Вдруг оба рассмеялись. Дети во дворе слепили большую снежную бабу, приделали ей челку и усы под Гитлера. Потом начали забрасывать ее снежками.

Они подошли к госпиталю.

— Когда вы заканчиваете дежурство?

— Завтра утром.

— Так, может, встретимся завтра?

— Нет.

— А когда?

Она отошла на несколько шагов и вдруг обернулась.

— Завтра. Приходите сюда.

* * *

Были прогулки над Волгой, как раз начиналась ранняя предвесенняя пора, они спускались по узкой, протоптанной в снегу тропинке к берегу реки и имели уже там свои любимые места, которые называли по-разному: «полюс», ибо на склоне невысокого откоса заканчивалась дорога и дальше были только снег и ледовая гладь; «открытка», так как отсюда красивее всего в холодном солнце выглядел Куйбышев; «западня», потому что раз они заблудились в лесочке и брели потом напрямик по болотистому лугу.

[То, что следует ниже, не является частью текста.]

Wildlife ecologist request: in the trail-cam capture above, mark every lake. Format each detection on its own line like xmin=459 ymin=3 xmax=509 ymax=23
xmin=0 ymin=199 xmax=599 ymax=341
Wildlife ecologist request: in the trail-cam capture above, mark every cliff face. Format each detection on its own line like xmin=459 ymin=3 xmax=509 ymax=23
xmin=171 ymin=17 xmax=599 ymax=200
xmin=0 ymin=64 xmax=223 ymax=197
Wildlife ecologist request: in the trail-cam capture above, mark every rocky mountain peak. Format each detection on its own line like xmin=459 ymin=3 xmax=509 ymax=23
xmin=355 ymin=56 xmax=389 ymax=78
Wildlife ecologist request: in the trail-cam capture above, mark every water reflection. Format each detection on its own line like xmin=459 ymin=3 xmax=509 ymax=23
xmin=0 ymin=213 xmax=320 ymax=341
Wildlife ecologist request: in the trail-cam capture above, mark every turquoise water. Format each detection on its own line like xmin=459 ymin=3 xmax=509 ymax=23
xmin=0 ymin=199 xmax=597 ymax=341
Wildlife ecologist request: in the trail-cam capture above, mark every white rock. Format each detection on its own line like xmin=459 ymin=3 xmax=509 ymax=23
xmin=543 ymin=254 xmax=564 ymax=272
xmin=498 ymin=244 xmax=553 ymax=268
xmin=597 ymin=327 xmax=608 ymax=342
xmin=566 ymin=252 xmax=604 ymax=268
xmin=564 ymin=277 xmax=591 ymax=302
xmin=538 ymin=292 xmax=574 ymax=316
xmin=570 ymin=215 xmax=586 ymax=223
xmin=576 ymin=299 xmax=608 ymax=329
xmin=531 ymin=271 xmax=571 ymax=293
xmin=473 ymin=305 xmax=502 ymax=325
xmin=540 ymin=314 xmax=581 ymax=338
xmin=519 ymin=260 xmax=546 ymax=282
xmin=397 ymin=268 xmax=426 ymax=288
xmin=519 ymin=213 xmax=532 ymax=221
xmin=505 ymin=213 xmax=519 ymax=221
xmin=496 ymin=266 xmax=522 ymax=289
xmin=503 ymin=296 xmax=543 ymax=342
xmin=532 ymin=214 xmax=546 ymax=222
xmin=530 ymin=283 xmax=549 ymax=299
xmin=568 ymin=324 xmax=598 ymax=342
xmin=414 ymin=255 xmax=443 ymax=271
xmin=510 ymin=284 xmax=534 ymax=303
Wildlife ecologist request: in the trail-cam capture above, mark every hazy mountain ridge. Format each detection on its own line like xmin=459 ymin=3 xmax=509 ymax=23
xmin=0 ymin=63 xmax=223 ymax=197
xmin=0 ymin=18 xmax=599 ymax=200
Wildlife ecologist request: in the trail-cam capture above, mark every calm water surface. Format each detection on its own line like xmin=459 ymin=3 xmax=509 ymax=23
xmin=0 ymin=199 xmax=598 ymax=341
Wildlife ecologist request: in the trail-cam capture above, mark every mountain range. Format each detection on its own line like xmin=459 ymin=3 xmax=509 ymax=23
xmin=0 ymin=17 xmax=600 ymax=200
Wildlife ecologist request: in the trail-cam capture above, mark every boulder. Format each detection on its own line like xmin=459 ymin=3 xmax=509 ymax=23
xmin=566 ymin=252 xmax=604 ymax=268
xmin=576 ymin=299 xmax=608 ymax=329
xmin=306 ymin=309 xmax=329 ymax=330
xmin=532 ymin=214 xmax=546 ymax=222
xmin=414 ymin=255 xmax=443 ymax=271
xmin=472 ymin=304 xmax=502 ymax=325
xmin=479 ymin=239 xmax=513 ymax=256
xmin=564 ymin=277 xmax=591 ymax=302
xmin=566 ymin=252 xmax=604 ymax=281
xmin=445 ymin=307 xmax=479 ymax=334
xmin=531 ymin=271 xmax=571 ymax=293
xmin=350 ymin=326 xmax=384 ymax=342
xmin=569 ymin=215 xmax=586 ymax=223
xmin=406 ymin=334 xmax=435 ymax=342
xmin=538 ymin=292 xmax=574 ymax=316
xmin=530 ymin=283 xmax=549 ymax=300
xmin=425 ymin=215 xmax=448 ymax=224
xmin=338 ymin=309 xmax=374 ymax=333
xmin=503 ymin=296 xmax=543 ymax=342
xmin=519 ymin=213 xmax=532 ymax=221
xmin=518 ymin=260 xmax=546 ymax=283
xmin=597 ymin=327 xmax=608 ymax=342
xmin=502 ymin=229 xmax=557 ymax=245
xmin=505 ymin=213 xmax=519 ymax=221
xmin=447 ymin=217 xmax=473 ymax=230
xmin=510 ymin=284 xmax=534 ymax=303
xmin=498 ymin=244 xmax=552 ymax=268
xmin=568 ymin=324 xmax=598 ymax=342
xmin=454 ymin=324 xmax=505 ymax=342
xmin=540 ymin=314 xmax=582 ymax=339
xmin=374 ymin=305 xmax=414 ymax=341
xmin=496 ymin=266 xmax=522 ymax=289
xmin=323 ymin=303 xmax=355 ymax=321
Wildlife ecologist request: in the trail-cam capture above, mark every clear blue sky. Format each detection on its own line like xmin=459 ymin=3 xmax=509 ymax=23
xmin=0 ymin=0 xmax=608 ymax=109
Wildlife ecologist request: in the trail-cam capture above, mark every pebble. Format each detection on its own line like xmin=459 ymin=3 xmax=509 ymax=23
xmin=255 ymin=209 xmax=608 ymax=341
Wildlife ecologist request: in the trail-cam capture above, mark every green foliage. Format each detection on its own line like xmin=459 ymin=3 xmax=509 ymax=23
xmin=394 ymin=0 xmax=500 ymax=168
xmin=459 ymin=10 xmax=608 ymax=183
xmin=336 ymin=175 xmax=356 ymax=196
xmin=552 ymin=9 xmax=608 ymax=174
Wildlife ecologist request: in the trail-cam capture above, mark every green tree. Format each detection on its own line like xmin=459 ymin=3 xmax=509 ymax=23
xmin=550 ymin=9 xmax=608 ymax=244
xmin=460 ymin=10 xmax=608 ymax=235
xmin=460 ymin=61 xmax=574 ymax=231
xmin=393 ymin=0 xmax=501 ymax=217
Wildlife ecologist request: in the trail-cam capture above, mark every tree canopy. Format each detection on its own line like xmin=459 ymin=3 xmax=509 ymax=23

Стефан не представлял себе уже и дня без Ани, и эта постоянная, мучительная необходимость видеть ее удивляла и беспокоила его. До сих пор он не испытывал таких сильных желаний, его любовный опыт был мизерным, мощно даже сказать, отсутствовал совсем: львовская проститутка, благодаря которой состоялось посвящение в интимные дела; студентка архитектурного факультета — притворно добродетельная, стыдливая; маленькая француженка, относившаяся к молодому польскому офицеру без излишних иллюзий и лирики. Ему казалось, что любовь придет к нему после войны, но это слово было лишено какого-то конкретного содержания. И только теперь, когда он боялся еще его произнести, оно заслонило все другие, причиняя страдания и муки. Аня вводила его в иной мир, полностью отличающийся от посольского. Он бунтовал и уступал, временами дело доходило до острых стычек, которые заканчивались совершенно неожиданно. Он хотел ей сказать, что он чувствует, но ему каждый раз не хватало смелости, а она как будто тоже боялась признаний, умела вдруг, когда, прижавшись друг к другу, они спускались к реке, стать сухой, равнодушной, чужой и найти слова, тотчас же образующие дистанцию между ними. Он рассказывал ей о себе такое, что никому никогда до этого не говорил, но его огорчала скупость ее признаний. Были темы, которых она избегала, хотя бы о Зигмунте, а когда рассказывала о своей жизни, создавалось впечатление, что она хочет его переубедить, изменить его взгляды, перевоспитать…

Когда первый раз, на «полюсе», она позволила себя поцеловать и когда он прижал ее к себе, то увидел слезы в ее глазах.

— У меня такое ощущение, — прошептала она, — как будто я совершаю акт предательства.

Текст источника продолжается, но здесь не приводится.